Elastic Search
vikash-agrawal
Posted on August 3, 2021
What is Elastic Search
Elastic Search is one of the most powerful search engine, which provides following functionality:
- Full Text Search
- Analyze metric and performance data (APM: Application Performance Management)
- Receiving events from any of the application
How does Elastic Search work
Elastic Search works with the document in the form of JSON, containing the list of fields and nested fields along with the corresponding values.
Elastic Search enables the functionality over the REST API, with request response format.
Elastic Search is written in java built on top of Apache Lucene.
Elastic Search Stack
- Elastic Search
- Kibana:
- An analytic and Visualization Platform to monitor the performance of application, Elastic Search Cluster,
- Also provides platform for machine learning.
- Log Stash
- A data processing pipeline.
- The data received can be customer data, application logs from any kind of source like file, kafka, database etc.

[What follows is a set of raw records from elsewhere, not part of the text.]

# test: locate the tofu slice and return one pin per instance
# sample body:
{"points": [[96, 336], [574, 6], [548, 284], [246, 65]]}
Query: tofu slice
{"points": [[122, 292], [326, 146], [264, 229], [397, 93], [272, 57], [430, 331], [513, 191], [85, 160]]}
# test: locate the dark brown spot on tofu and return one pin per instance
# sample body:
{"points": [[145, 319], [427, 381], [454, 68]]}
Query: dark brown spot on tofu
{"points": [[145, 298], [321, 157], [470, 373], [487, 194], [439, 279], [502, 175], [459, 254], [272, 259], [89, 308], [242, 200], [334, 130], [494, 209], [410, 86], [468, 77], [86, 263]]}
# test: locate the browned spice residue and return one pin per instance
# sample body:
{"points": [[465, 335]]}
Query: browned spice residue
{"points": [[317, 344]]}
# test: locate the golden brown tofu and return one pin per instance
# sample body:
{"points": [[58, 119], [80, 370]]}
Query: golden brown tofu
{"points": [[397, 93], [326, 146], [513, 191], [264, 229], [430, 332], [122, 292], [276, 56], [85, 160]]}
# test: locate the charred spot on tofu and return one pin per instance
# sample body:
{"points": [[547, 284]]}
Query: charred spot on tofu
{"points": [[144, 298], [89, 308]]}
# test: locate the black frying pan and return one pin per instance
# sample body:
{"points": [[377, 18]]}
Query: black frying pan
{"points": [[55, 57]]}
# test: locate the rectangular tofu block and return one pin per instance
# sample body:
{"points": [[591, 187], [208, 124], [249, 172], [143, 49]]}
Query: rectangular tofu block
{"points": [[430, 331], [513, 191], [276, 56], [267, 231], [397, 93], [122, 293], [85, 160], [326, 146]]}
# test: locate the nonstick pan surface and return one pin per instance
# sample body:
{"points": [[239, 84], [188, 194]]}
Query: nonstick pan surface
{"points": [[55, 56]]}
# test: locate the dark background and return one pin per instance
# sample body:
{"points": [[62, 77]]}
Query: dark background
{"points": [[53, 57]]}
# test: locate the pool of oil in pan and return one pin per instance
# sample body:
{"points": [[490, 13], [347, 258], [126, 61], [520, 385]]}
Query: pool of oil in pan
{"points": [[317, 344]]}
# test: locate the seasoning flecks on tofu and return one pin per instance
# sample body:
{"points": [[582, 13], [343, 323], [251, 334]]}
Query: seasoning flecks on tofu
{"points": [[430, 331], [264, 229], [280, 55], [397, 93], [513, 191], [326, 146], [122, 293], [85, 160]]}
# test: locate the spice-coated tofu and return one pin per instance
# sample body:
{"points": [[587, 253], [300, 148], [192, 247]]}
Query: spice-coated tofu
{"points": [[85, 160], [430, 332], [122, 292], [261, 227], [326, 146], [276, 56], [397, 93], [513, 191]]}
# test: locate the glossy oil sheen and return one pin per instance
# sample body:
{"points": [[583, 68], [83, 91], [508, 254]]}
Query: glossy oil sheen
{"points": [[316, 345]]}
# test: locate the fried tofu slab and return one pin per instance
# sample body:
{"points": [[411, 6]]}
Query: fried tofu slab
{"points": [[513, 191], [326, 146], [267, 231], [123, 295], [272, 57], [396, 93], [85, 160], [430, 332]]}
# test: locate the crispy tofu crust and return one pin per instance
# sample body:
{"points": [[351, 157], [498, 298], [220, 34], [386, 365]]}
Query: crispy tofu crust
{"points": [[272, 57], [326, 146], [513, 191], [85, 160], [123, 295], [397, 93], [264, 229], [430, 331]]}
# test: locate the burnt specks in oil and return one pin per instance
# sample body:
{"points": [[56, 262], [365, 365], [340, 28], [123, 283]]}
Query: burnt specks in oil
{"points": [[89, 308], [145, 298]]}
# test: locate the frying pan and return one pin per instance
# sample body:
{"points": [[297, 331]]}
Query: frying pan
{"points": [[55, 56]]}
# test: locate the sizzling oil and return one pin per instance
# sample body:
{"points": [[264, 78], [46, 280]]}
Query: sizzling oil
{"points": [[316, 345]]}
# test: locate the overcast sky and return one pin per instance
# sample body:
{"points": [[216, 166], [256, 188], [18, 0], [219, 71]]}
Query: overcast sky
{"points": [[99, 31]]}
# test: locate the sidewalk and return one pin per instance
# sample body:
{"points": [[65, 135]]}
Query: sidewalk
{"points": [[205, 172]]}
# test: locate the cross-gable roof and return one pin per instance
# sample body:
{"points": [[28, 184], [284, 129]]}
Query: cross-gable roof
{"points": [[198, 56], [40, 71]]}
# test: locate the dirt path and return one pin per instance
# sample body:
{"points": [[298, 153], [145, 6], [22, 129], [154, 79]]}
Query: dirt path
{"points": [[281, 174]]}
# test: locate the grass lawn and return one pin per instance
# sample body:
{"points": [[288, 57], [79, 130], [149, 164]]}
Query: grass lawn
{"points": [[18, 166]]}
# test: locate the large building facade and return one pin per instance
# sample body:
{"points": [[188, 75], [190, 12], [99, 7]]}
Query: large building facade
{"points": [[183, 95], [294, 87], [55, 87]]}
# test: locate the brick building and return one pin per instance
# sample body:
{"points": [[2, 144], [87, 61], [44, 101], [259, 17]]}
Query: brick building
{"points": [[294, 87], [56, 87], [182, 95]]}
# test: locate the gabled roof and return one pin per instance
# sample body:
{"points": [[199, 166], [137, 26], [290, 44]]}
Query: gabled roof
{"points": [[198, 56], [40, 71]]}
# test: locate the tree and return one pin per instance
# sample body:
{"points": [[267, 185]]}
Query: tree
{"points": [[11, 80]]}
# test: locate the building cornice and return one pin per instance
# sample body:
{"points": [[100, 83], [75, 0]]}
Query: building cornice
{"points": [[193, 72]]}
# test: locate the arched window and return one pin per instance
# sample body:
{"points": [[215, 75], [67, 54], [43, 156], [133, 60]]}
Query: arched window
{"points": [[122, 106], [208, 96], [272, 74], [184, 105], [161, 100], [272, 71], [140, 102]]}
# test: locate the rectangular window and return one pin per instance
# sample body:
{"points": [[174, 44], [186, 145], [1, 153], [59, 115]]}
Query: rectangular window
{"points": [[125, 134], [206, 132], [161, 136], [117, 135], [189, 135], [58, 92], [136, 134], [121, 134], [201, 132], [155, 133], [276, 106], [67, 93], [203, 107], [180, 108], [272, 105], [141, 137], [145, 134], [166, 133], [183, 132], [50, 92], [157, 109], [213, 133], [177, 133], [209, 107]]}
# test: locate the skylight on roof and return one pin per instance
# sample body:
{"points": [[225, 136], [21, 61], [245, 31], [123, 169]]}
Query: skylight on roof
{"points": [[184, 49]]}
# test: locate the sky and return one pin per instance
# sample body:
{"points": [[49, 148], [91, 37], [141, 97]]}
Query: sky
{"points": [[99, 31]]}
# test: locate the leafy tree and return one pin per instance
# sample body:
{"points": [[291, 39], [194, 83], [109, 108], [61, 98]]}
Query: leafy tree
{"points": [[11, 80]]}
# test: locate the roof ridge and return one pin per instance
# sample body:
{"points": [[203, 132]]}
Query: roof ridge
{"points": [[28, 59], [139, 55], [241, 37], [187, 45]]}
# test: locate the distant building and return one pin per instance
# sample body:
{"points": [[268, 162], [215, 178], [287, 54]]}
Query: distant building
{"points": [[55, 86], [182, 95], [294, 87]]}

- The data processed and shipped to any destination like kafka, elastic search.
- The Log stash goes through following:
- Input
- Filter
- Output
- Each of these steps is enabled through the plugins.
- Beat: Light wight data shipper installed in the application server.
- File Beat: Send the logs.
- Metric Beat: Collects and sends the application/service level metrics
- X-Pack: Adds additional functionalities on top of Elastic Search and Kibana, like:
- Authentication by integrating it with LDAP.
- Authorization
- Define alerts, trigger emails etc on performance monitoring.
- Machine learning e.g. Abnormality Detection, forecast future value etc.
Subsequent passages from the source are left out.